Reset A A Font size: Print

District Court of Appeal, First District, Division 1, California.


Cr. 2931.

Decided: December 04, 1953

C. L. Shinn, San Francisco, for appellant. Edmund G. Brown, Atty. Gen., David K. Lener, Deputy Atty. Gen., for respondent.

Defendant Enos Williams has appealed from the judgment entered upon his conviction of a violation of section 11500 of the Health and Safety Code (possession of heroin) and from the order denying a new trial. One Jack Treasure, tried at the same time upon the same charge, admitted possession, was convicted, and has not appealed. The case was tried before the court without a jury.

The sole question is whether the evidence supports the verdict.

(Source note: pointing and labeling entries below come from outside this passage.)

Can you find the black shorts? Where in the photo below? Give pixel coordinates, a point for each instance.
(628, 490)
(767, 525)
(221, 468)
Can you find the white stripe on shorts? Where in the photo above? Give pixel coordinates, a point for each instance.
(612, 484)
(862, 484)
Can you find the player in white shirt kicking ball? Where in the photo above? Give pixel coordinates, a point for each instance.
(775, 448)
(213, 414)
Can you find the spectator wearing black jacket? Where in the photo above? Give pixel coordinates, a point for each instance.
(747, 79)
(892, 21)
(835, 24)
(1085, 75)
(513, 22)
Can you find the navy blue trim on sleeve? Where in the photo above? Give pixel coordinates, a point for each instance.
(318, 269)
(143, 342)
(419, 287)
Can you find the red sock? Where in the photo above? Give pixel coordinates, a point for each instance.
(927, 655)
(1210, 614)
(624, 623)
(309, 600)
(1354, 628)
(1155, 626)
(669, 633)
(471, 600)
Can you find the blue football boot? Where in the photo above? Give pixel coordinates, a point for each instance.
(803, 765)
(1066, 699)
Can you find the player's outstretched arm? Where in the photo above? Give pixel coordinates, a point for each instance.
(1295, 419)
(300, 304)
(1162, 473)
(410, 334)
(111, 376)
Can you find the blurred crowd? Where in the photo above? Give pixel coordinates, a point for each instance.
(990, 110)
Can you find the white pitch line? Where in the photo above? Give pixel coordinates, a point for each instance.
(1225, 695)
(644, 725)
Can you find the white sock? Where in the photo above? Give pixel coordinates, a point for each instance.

There was substantial evidence to the effect that Williams and Treasure were in a room about 10 feet by 14 feet in size. It contained a bed, a dresser and a table, with a wash basin in one corner. The table was against the will, about four feet to the left of the door and Williams was standing at the table. Upon the table, in plain view, there were 8 bindles of heroin, 6 small pieces of paper, a can containing baking powder with a soda content, two eyedroppers in a package, a needle wrapped in cellophane; and in Williams' pocket another hypodermic needle. As the officers entered Treasure ran to the wash basin. Immediate inspection disclosed a fingerstall containing 18 grains of heroin in the basin.

Treasure said to the officers at the time, ‘We have been here for several days,’ inferentially referring to himself and Williams, not to himself and wife, for she had not been in that room. She was serving a jail sentence of several months. Williams, present in the small room when the quoted statement was made, remained silent; said nothing to negative occupancy of the room by him. The landlord told the officers, just before they entered, that the ‘occupants' were then in the room.1

Treasure, in his testimony, explained the use of the eyedropper and the hypodermic needle when making an intravenous injection. The state chemist testified that milk sugar is customarily used in cutting heroin but that sometimes a baking soda mixture is used.

Williams did not take the witness stand.

The evidence of occupancy, the open display of the bindles of heroin and other articles used in the preparation and application of narcotics, and other circumstances including the presence of the hypodermic needle upon his person, with the inferences which reasonably may be drawn from such evidence, support an implied finding that Williams had physical control with intent to exercise control of the heroin, including ‘knowledge of the presence of the object as embraced within the concept of ‘physical control with the intent to exercise such control,’ which constitutes the ‘possession’ denounced by the statute.' The basic element of the offense as defined in People v. Gory, 28 Cal.2d 450, 455–456, 170 P.2d 433. We conclude that his conviction of possession, as charged, is supported by the evidence.2

The judgment and the order are affirmed.


1.  This hearsay testimony was competent because given without objection, in response to questions asked by Williams' counsel upon cross-examination of one of the officers.

2.  The following decisions furnish adequate exposition of the pertinent principles of law and apply them to varying sets of similar circumstances which support conviction of possession as denounced by the statute: People v. Charley Quong, 5 Cal.App.2d 137, 140–141, 42 P.2d 386; People v. Rodrigues, 25 Cal.App.2d 393, 77 P.2d 503; People v. Graves, 84 Cal.App.2d 531, 534–535, 191 P.2d 32; People v. Hardeman, 94 Cal.App.2d 51, 52–54, 210 P.2d 283; People v. Watkins, 96 Cal.App.2d 74, 77, 214 P.2d 414; People v. Torres, 98 Cal.App.2d 189, 193, 219 P.2d 480; People v. Rumley, 100 Cal.App.2d 6, 9–10, 222 P.2d 913; People v. Foster, 115 Cal.App.2d 866, 868–869, 253 P.2d 50.

FRED B. WOOD, Justice.

PETERS, P. J., and BRAY, J., concur.